A fabulous little treat we made for a July 4rth BBQ with friends and everyone loved it. This was my first of (hopefully) many attempts at the ribbon Jello sensation and as you can well see, my friends, my so-called "ribbon" layers are far from being perfectly straight or even and I learned the hard way to let each layer gel before adding the next layer. Patience is a virtue in making this correctly! Must say though--one of the most fun desserts to make, hands down! It took me for a straight shot down memory lane where Jello jigglers were so faithfully brought to each family function on my mom's side and gobbled up by a million cousins' hands... Oh it makes me shed a tear of joy for wonderful gelatin!

Two 3 ounce boxes red jello
Two 3 ounce boxes blue jello
4 envelopes Knox unflavored gelatin
One 14 ounce can sweetened condensed milk
boiling water & cold water

In a medium bowl, mix one box of red jello with 1/2 envelope of unflavored gelatin. Add 1 cup of boiling water and stir to dissolve. Cool to room temperature and pour into a 9×13-inch glass pan. Refrigerate for 15 minutes (make sure that your refrigerator is level, or your jello will come out uneven-looking).

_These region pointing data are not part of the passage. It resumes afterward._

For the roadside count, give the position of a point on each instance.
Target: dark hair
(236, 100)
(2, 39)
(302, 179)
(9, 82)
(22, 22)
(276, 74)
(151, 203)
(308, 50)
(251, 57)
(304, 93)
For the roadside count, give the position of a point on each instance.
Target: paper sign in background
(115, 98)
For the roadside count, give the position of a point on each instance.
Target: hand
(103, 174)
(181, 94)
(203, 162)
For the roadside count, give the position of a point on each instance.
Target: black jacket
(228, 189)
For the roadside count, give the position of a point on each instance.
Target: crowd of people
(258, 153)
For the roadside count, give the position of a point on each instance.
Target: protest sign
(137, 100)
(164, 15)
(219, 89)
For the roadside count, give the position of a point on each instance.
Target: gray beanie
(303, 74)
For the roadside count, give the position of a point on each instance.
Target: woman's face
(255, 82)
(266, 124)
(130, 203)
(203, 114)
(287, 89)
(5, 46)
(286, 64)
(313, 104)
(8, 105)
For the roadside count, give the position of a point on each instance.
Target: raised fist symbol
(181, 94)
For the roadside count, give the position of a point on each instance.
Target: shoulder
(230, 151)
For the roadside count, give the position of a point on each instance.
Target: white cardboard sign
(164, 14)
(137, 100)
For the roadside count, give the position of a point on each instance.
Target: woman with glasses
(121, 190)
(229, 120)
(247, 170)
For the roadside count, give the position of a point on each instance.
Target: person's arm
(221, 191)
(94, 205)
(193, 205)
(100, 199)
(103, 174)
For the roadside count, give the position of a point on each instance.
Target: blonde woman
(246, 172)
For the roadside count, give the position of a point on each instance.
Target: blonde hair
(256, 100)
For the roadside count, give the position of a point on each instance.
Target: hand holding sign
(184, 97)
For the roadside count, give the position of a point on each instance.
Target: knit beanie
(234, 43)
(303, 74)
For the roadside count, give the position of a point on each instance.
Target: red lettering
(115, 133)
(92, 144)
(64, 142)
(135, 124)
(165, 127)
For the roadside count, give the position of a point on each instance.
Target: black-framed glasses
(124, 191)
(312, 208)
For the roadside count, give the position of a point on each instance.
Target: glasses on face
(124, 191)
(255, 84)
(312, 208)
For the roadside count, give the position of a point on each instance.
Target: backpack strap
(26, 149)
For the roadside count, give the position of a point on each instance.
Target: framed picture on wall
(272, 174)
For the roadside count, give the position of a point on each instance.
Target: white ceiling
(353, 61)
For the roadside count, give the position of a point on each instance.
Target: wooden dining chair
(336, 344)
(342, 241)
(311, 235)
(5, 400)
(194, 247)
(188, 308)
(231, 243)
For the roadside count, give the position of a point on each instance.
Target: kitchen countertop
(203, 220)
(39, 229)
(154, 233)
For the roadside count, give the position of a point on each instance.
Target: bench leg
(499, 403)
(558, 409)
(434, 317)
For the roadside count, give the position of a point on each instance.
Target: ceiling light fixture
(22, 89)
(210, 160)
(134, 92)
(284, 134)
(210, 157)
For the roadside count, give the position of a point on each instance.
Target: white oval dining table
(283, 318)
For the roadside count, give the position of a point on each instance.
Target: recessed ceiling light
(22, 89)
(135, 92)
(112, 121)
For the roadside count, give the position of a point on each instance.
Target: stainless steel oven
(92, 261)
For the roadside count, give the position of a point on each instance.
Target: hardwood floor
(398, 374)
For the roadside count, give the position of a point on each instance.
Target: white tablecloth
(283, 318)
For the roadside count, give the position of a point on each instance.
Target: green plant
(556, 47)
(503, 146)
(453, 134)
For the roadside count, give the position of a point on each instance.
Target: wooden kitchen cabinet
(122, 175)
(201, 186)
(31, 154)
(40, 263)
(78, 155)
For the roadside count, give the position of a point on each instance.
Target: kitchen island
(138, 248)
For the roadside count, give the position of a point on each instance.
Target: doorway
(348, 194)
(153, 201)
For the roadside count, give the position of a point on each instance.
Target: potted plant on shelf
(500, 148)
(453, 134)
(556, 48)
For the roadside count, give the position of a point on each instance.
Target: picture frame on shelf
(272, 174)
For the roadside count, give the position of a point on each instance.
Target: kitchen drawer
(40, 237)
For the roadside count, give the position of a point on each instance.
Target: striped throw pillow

While first layer is setting, prepare white layer. In another bowl, mix sweetened condensed milk with 1 cup of boiling water. In a separate small bowl, sprinkle 2 envelopes of unflavored gelatin over ½ cup of cold water. Let stand a few minutes and then add ½ cup of boiling water to dissolve the gelatin. Add to the milk mixture and stir to combine. Cool to room temperature. Pour 1 cup of this milk mixture over the first layer of red jello. Refrigerate for 15 minutes.

While white layer is setting, prepare blue layer. In a medium bowl, mix one box of blue jello with ½ envelope of unflavored gelatin. Add 1 cup of boiling water and stir to dissolve. Cool to room temperature and pour on top of white layer. Refrigerate for 15 minutes.

Repeat with red layer, another cup of of the white layer and then finishing with a blue layer on top. Refrigerate for 15 minutes after adding each layer.

Let jello set before cutting. Use a sharp knife to cut, and then use a metal spatula to slide underneath the jello and scoop out jello squares.